Khalil Ahmed
Rashid Hospital Dubai Health Authority, Dubai, UAE
Title: Dysnatremia in Intensive Care
Biography
Biography: Khalil Ahmed
Abstract
Dysnatremia is commonly seen in intensive care setting. If it is not timely diagnosed and corrected, can lead to serious consequences. Early detection and correction may improve prognosis especially in neurocritical care. It can be hypo or hypernatremia, both have worst effect on overall prognosis if not corrected timely. Hypernatremia is defined if serum sodium is > 145 mmol/liter. It is due to relative water depletion with total body sodium content either normal, low or high. Diabetes insipidus is one of the most common causes of hypernatremia in neurocritical care. Hyonatremia is the other entity which accounts about 15-20% of all emergency admissions, and can affect on prognosis significantly. In spite of much understanding of the topic, its management remains still problematic. Hyponatremia is defined as if serum sodium < 135 mmol/liter, and it is classified as mild, moderate & severe on the basis of serum level. On the basis of onset duration, it is defined whether acute or chronic hyponatremia.
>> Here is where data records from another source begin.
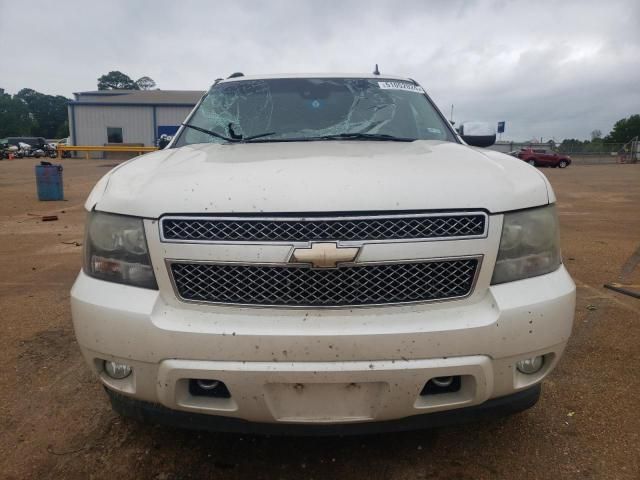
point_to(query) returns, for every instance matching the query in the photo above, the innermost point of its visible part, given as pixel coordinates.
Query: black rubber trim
(158, 414)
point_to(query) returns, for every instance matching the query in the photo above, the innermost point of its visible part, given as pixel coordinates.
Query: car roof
(316, 75)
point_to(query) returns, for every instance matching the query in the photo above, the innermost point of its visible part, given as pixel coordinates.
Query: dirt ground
(55, 420)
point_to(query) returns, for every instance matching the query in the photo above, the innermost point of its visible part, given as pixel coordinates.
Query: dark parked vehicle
(544, 158)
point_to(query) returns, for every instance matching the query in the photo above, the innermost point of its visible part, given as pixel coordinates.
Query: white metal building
(128, 117)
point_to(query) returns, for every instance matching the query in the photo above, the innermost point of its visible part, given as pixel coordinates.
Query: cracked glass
(299, 109)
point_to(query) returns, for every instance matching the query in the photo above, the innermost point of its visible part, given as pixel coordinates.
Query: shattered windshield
(305, 109)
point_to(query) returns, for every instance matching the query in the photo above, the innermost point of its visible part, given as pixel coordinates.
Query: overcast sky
(548, 68)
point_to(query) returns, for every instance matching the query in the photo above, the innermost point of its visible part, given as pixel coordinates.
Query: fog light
(117, 370)
(530, 365)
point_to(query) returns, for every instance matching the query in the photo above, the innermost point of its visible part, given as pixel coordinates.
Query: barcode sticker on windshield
(409, 87)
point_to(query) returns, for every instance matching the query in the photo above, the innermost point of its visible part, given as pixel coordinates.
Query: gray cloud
(550, 69)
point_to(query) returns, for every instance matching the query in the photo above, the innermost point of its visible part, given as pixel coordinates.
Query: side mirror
(478, 134)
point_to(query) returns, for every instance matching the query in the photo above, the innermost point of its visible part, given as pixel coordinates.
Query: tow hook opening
(201, 387)
(438, 385)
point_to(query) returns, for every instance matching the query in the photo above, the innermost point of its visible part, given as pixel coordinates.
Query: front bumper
(324, 367)
(157, 414)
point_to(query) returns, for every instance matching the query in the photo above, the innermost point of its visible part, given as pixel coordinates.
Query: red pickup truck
(544, 158)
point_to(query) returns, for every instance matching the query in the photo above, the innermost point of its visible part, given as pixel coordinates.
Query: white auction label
(409, 87)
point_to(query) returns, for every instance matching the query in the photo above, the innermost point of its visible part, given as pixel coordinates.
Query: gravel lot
(55, 421)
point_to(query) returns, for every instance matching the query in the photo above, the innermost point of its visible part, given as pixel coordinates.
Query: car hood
(324, 176)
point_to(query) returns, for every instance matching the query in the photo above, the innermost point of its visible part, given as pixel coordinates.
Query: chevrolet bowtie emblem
(324, 255)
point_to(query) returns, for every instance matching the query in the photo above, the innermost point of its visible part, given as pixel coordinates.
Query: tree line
(31, 113)
(623, 131)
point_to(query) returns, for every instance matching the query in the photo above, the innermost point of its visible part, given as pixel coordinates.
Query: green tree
(145, 83)
(48, 112)
(116, 81)
(624, 130)
(14, 116)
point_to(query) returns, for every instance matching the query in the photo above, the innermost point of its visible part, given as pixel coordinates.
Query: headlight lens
(530, 245)
(116, 250)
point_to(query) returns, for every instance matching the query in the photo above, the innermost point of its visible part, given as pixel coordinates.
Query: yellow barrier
(110, 148)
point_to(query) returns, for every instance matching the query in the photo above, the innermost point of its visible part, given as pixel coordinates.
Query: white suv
(321, 253)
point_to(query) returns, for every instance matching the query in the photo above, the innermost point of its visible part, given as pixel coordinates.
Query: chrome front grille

Broadly speaking dilutional & volume depletion are the two most common causes of hyponatremia, remaining are endocrinal, use of diuretics and certain drugs leading to hyponatremia. The management of either entity depends upon the cause leading to hypo or hyernatremia. It is of prime importance to avoid overcorrection, during management of hyponatremia or hpernatremia. Different calculations are used to calculate total sodium deficit and total water deficit before starting correction. Special care is needed in neurocritical care like patients with acute traumatic brain injuries and acute stroke for early detection and correction of serum sodium levels to avoid adverse effect on overall prognosis. Hyponatremia is broadly classified into hypotonic, hypertonic or isotonic based on measured serum osmolality.